Irgendwie scheint es wie verhext. Seit Jahren gerät eine Krise nach der anderen außer Kontrolle, selbst in Europas Nachbarschaft. Keiner scheint zu wissen, wie das zu verhindern wäre. Die Politik übt sich gelegentlich in starken Sprüchen, manchmal sogar in wilden Drohungen. Eine Diskussion über Sanktionen und militärische Einsätze jagt die andere. Der Konflikt um die Krim, die Kämpfe im ostukrainischen Donbas, der Krieg in Libyen und nicht zuletzt die Herausbildung des Islamischen Staates mit seinen brutalen Terrormilizen in Syrien und im Irak – das alles suggeriert: Die Weltordnung gerät aus den Fugen, und keiner weiß, ob sie noch zu kitten ist. Oder gar, ob Kit überhaupt das geeignete Mittel wäre.
Eigentlich dürften wir uns über diese Entwicklung nicht wundern. Zu einem Gutteil haben wir sie selbst verursacht. Wir, der demokratisch aufgeklärte, an Werten, Normen, internationaler Rechtsordnung und den Menschenrechten orientierte Westen. Trotzdem tun wir so, als ob wir damit rein gar nichts zu tun hätten.
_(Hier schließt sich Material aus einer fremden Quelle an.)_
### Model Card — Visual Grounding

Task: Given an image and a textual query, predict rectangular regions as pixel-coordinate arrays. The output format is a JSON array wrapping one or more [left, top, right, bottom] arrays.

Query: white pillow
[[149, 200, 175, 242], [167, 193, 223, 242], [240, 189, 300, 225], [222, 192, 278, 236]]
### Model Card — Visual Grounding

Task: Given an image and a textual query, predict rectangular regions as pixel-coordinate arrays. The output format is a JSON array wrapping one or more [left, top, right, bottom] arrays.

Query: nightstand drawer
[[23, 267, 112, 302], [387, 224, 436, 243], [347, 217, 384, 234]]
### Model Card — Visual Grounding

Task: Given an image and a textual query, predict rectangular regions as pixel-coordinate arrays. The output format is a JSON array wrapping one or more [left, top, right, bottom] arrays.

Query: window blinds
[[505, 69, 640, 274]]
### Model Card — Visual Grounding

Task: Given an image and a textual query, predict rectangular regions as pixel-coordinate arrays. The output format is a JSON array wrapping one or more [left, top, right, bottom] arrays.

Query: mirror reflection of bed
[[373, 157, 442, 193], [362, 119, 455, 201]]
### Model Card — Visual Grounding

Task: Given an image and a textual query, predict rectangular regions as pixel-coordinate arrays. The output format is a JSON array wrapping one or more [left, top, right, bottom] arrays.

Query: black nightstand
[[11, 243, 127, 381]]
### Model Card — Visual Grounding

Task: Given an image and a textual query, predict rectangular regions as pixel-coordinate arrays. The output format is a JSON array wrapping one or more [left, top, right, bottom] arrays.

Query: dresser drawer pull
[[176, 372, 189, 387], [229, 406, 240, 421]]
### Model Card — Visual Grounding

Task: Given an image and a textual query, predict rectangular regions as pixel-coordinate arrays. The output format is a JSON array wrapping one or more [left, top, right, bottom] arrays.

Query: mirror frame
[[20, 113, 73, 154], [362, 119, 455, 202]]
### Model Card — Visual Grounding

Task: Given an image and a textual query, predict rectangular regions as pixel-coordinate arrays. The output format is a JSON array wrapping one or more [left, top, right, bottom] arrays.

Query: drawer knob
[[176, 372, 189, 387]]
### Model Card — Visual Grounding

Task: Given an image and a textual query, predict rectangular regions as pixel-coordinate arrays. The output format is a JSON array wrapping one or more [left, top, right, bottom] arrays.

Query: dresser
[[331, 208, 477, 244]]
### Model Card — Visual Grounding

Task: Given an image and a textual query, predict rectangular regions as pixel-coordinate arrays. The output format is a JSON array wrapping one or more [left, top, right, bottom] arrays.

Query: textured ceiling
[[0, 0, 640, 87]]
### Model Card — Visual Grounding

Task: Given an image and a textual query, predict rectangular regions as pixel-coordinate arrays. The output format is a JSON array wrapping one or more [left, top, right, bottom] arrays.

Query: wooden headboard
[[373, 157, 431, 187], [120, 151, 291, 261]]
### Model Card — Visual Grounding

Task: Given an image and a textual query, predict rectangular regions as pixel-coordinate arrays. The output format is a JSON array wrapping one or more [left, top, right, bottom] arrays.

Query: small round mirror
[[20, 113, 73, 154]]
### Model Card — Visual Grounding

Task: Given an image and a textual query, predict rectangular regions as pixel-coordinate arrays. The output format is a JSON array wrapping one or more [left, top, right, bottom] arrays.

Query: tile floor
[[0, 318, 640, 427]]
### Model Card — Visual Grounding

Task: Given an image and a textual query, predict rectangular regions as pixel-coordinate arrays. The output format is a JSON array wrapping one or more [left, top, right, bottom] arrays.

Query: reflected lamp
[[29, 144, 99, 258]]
Als ob die Fehler immer nur die Fehler der anderen wären.
In den vergangenen beiden Jahrzehnten hat der Westen viele entscheidende Fehler gemacht. Drei besonders wichtige seien genannt: Wir haben die Stärke des Rechts, insbesondere des Völkerrechts, immer wieder zugunsten des Rechts des Stärkeren ausgehebelt, wenn das in unserem Interesse lag. Fast überall, wo wir alte Ordnungen zerschlagen haben, haben wir zweitens unser Unvermögen unter Beweis gestellt, eine neue, selbsttragende, die betroffenen Menschen überzeugende und dauerhafte Ordnung aufzubauen. Und drittens sind wir den Beweis schuldig geblieben, dass wir, der derzeit reichste Teil der Welt, überhaupt willens, fähig und in der Lage wären, neue Ordnungen zu gestalten und dies auch zu finanzieren. Klappt es nicht mit der neuen Ordnung, praktizieren wir einfach einen geordneten, möglichst gesichtswahrenden Rückzug. Zurück bleibt Instabilität, im schlimmsten Fall der Nährboden für den nächsten Krieg. Das Markenzeichen der modernen, demokratischen Krieger.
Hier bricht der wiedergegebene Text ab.